DREAM3R: DuRvalumab (MEDI4736) With chEmotherapy as First Line treAtment in Advanced Pleural Mesothelioma

Mesothelioma Malignant Advanced Clinical Trial

— DREAM3R  

Official title:

DREAM3R: DuRvalumab (MEDI4736) With chEmotherapy as First Line treAtment in Advanced Pleural Mesothelioma - A Phase 3 Randomised Trial

Clinical Trial Details — Status: Not yet recruiting

Administrative data

• NCT number: NCT04181411
• Other study ID #: CTC0231 / ALTG18/001 / PrE0506
• Status: Not yet recruiting
• Phase: Phase 3
• Start date: March 2020
• Est. completion date: June 2024

Study information

• Verified date: November 2019
• Source: University of Sydney
• Contact: Project Manager
• Phone: +61 2 9562 5000
• Email: dream3r[@]ctc.usyd.edu.au
• Is FDA regulated: No
• Study type: Interventional

Clinical Trial Summary

The purpose of this study is to investigate the effectiveness of durvalumab in combination with standard chemotherapy for mesothelioma. All participants in the study will receive standard first-line chemotherapy for mesothelioma. Two thirds of the participants in the study will be randomly assigned to also receive a new treatment called durvalumab. Durvalumab is an antibody (a type of human protein) that works by blocking a body substance called Programmed death-ligand 1 (PD-L1).

Blocking PD-L1 helps the body's immune system to attack cancer cells. Research has shown that durvalumab can slow tumour growth and shrink tumours in some people with cancer. Previous studies of combining durvalumab and chemotherapy showed that this combination is active in advanced mesothelioma.

This international study is being led jointly by the University of Sydney in Australia, and the Pr Eastern Cooperative Oncology Group (PrECOG) in the USA. The study plans to enrol 480 participants from hospitals throughout Australia, New Zealand and the USA.

Description:

The purpose of this study is to investigate the effectiveness of durvalumab in combination with standard chemotherapy for mesothelioma. All participants in the study will receive standard first-line chemotherapy for mesothelioma. Two thirds of the participants in the study will be randomly assigned to also receive a new treatment called durvalumab. Durvalumab is an antibody (a type of human protein) that works by blocking a body substance called PD-L1.

Blocking PD-L1 helps the body's immune system to attack cancer cells. Research has shown that durvalumab can slow tumour growth and shrink tumours in some people with cancer. Previous studies of combining durvalumab and chemotherapy showed that this combination is active in advanced mesothelioma.

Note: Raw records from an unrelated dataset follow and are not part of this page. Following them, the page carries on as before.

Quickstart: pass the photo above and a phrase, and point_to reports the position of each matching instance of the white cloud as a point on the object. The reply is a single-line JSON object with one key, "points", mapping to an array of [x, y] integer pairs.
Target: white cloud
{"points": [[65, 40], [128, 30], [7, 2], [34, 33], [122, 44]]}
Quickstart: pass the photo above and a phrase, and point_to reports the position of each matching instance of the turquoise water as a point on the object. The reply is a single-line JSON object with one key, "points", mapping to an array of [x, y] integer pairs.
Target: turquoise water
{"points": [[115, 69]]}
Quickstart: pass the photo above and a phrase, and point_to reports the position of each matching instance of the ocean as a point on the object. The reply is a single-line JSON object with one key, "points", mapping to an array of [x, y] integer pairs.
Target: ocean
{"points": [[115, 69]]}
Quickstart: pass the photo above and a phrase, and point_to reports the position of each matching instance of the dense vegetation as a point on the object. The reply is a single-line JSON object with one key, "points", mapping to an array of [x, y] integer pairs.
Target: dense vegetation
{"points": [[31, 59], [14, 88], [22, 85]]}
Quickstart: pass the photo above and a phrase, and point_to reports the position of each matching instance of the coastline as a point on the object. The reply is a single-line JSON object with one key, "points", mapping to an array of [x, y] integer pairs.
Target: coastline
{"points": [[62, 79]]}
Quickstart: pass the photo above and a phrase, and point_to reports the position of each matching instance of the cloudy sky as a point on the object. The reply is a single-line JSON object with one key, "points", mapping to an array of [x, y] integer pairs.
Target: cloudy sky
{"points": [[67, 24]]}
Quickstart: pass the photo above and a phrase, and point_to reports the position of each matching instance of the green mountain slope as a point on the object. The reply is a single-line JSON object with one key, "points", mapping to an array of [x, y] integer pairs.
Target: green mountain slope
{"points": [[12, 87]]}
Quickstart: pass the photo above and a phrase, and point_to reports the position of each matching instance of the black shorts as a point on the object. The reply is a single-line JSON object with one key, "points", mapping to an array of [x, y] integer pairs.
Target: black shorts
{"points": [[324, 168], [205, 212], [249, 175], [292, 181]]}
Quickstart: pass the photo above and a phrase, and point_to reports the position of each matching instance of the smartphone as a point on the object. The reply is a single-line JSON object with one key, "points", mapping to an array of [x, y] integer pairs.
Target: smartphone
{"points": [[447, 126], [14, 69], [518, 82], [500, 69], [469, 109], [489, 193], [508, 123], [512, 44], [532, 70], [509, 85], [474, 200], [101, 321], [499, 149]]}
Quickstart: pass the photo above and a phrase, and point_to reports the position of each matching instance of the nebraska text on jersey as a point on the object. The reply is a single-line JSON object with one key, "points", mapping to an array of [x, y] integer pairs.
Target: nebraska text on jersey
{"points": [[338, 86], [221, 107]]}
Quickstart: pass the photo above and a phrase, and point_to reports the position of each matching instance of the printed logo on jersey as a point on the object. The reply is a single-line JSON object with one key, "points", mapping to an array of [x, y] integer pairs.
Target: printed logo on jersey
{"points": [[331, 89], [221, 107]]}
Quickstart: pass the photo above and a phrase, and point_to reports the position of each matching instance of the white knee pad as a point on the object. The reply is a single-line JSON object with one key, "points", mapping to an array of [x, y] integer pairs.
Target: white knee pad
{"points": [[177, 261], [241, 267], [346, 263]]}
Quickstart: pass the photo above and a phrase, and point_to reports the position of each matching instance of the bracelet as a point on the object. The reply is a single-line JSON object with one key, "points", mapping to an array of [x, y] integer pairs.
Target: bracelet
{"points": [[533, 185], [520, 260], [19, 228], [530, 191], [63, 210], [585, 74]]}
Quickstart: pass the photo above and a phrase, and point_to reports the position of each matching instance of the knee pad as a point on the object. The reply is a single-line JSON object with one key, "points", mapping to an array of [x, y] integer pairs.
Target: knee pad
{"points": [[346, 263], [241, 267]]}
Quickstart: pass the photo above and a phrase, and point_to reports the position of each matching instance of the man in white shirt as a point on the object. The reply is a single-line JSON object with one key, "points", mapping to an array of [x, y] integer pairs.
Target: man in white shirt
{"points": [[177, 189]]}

This international study is being led jointly by the University of Sydney in Australia, and the PrECOG Oncology group in the USA. The study plans to enrol 480 participants from hospitals throughout Australia, New Zealand and the USA.

Recruitment information / eligibility

• Status: Not yet recruiting
• Enrollment: 480
• Est. completion date: June 2024
• Est. primary completion date: June 2024
• Accepts healthy volunteers: No
• Gender: All
• Age group: 18 Years and older

Eligibility

Inclusion Criteria:

1. Adults (18 years or over) with a histological diagnosis of malignant pleural mesothelioma that is not amenable to curative surgical resection.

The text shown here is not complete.